Using the CISER Archive

Please note the following:

  • USAGE: Use of Archive data and documentation is limited to the purpose of academic research. Other use or redistribution is a violation of Cornell’s Campus Code of Conduct and Policy Regarding Abuse of Computers and Network Systems. Acquiring Archive files means you understand and acknowledge these policies.
  • FORMAT: All files are downloaded in compressed (zip) format. Use 7-ZIP or another utility to unzip the files.
  • RESTRICTIONS: Some studies are restricted to those having accounts on the CISER Research Computing System. Other studies have additional restrictions from data distributors; see our policies page for additional information. Restricted files cannot be downloaded from the archive catalog.

ACCESSING AND USING ARCHIVE DATA

Data files, most documentation, and other files (for example, SAS, SPSS, and Stata programs) are housed on the CISER file server. Some data require facility with a statistical software package that can read and manipulate raw data files or software-specific datasets.

The following are different ways Cornell users can use or obtain data archive holdings (click to expand):

Direct from CISER’s research servers

Social science faculty, students, and research staff are eligible for accounts on our computing environment.
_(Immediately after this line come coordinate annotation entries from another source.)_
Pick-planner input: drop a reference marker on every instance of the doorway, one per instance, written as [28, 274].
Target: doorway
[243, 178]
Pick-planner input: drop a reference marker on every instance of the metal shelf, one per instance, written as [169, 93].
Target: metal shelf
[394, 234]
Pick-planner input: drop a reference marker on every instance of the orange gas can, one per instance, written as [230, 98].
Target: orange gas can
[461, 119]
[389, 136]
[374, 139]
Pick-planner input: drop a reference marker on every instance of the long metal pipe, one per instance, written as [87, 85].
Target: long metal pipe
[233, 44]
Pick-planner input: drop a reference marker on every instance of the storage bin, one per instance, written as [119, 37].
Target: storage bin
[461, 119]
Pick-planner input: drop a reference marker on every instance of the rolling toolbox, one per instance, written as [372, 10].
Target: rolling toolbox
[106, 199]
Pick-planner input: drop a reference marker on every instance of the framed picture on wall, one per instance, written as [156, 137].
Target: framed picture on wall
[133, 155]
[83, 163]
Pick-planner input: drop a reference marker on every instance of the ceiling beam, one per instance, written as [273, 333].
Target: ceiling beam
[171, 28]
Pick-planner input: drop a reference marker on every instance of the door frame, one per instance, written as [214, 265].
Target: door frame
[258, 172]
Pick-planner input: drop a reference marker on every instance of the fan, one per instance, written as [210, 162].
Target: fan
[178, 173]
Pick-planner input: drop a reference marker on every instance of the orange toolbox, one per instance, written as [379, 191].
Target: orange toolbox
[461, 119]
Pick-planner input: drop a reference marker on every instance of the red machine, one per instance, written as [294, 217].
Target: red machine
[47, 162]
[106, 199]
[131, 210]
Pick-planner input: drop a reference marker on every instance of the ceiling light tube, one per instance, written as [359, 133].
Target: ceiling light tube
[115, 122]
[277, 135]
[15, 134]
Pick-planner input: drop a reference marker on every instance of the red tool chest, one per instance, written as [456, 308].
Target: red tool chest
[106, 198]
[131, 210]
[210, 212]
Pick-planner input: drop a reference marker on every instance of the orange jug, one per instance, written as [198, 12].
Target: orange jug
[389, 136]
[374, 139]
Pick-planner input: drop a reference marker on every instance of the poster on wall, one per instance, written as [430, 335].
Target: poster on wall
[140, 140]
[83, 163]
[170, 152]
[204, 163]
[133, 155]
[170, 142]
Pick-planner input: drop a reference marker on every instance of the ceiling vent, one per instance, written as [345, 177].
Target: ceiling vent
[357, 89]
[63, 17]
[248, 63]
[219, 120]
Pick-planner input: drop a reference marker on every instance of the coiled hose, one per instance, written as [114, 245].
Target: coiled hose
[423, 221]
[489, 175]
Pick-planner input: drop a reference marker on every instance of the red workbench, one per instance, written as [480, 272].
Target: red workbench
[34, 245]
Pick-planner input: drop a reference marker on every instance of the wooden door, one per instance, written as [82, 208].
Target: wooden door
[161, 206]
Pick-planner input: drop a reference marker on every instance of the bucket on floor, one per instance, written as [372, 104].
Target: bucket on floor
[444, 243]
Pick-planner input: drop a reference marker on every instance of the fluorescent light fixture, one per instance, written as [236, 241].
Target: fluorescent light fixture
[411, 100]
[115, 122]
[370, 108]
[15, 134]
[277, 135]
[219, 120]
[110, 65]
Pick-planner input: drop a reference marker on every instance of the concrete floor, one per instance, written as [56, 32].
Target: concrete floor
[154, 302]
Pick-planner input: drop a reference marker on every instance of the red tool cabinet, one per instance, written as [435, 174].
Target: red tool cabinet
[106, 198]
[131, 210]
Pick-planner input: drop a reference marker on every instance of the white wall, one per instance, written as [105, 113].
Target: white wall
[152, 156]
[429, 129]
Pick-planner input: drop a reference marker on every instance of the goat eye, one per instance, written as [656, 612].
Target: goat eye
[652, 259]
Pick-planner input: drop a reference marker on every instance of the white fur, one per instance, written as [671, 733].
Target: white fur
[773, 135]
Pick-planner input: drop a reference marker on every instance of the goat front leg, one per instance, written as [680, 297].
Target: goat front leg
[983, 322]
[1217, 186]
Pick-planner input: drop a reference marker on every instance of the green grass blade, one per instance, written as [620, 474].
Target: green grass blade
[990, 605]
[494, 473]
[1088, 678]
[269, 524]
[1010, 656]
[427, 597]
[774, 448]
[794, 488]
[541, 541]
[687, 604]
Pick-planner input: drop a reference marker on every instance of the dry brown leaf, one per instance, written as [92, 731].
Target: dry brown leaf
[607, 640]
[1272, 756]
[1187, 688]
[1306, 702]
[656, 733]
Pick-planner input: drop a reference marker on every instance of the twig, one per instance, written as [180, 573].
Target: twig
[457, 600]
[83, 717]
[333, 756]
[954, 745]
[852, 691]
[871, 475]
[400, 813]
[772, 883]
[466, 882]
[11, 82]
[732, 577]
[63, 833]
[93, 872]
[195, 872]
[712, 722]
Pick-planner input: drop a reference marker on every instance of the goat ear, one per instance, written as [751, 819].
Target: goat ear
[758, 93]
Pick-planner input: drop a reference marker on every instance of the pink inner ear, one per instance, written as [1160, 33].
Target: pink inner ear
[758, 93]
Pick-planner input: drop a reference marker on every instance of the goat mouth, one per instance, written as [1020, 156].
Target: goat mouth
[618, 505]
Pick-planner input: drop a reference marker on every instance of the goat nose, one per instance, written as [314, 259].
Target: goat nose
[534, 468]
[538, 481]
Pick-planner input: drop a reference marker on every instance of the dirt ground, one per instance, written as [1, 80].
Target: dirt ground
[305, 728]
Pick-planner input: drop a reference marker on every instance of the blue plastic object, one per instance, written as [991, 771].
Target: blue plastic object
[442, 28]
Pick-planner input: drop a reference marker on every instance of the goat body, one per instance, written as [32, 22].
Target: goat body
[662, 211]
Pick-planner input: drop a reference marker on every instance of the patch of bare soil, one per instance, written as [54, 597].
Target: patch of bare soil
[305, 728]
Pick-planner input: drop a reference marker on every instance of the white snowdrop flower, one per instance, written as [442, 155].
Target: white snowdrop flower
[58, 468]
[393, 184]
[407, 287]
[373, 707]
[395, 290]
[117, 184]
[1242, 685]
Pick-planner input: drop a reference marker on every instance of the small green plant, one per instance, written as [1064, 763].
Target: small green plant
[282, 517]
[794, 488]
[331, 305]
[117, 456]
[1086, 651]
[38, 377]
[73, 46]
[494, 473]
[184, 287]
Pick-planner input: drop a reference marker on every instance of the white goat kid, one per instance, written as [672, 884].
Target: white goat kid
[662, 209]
CISER’s User Accounts Guides have helpful information on using the system.

The archive’s holdings catalog lists the directory locations and files associated with each study.  See the “Downloads from catalog links” section below for an example of how this information appears in the catalog.

Once you log onto a research server, archive files are located in the V:\ drive.  For example, these files comprise the World Values Surveys (CISER codebook SIND-071):

V:\sind\071\da2790     data file
V:\sind\071\cb2790     codebook
V:\sind\071\sp2790     SPSS program
V:\sind\071\sa2790     SAS program

Usually, you don’t have to copy archive files to your own user space or a CISER research server to use them.  Most documentation files can be viewed from their original location using Notepad, Wordpad, or the Adobe Acrobat Reader.  You can read raw data files from their original location within your program (using the infile statement in SAS,  the file handle in /name =  statement in SPSS, or the use command in Stata).    Here is a simple SAS program that extracts three variables from the World Values Survey data file:

data mylib.world;
infile ‘v:\sind\071\da2790’ lrecl=352;
input
survey 1
country 2-3
religion 214-215;
run;

SAS, SPSS, and Stata input programs can be copied to your own user space and edited, or you can cut and paste the needed sections as you write your program.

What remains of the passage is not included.